En fin de journée, ce jeudi, le ministère de la Santé égyptien reconnaissait 578 morts pendant la dispersion sanglante des pro-Morsi ce mercredi au Caire et dans le reste du pays. Des consultations d'urgence pour trouver une issue à la crise avaient lieu dans la soirée au Conseil de sécurité de l'ONU.

La tension a été vive toute la journée, ce jeudi, en Egypte. Les violences de mercredi déclenchées par la dispersion sanglante par l'armée des sit-in des partisans du président islamiste déchu Mohamed Morsi ont fait au moins 578 morts a annoncé le ministère de la Santé en fin d'après-midi. Des consultations se tiennent dans la nuit au Conseil de sécurité de l'Onu pour tenter de trouver une issue à la crise.

Le ministère a précisé que 228 personnes avaient péri sur la place Rabaa al-Adawiya, principal point de rassemblement occupé depuis plus d'un mois par des milliers de pro-Morsi. 90 autres ont péri dans la dispersion du second sit-in pro-Morsi au Caire. Selon les autorités, 43 policiers ont été tués. Des identifications de corps et enterrements n'ont pas arrêté.

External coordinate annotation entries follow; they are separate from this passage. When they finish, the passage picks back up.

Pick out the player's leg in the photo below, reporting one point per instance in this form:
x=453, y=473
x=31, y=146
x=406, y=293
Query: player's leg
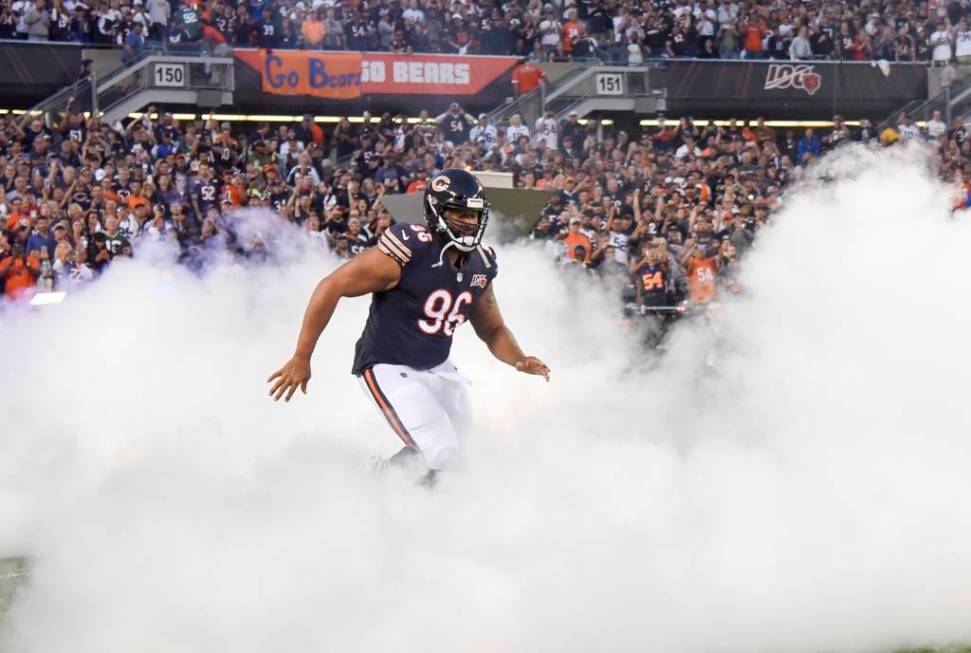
x=454, y=395
x=409, y=402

La police autorisée à tirer à balles réelles

Toute au long de la journée, plusieurs pays ont pris position pour s'opposer aux violences. Paris, Londres, Berlin et plusieurs autres gouvernements ont convoqué les ambassadeurs égyptiens. François Hollande a demandé jeudi l'arrêt immédiat des violences en Egypte. Le président américain Barack Obama a condamné avec force les violences en Egypte et annoncé l'annulation de manœuvres militaires mais sans aller jusqu'à suspendre l'aide militaire massive des Etats-Unis.

Loin de chercher l'apaisement, le pouvoir égyptien mis en place par l'armée a annoncé avoir autorisé la police à tirer à balles réelles sur quiconque s'en prendrait à des bâtiments officiels ou aux forces de l'ordre, faisant craindre de nouvelles violences sanglantes.

Cette annonce du ministère de l'Intérieur a été faite après une attaque contre le siège de la province de Guizeh dans la banlieue du Caire et la mort de neuf policiers et militaires, attribuées à des "islamistes" notamment dans la péninsule instable du Sinaï.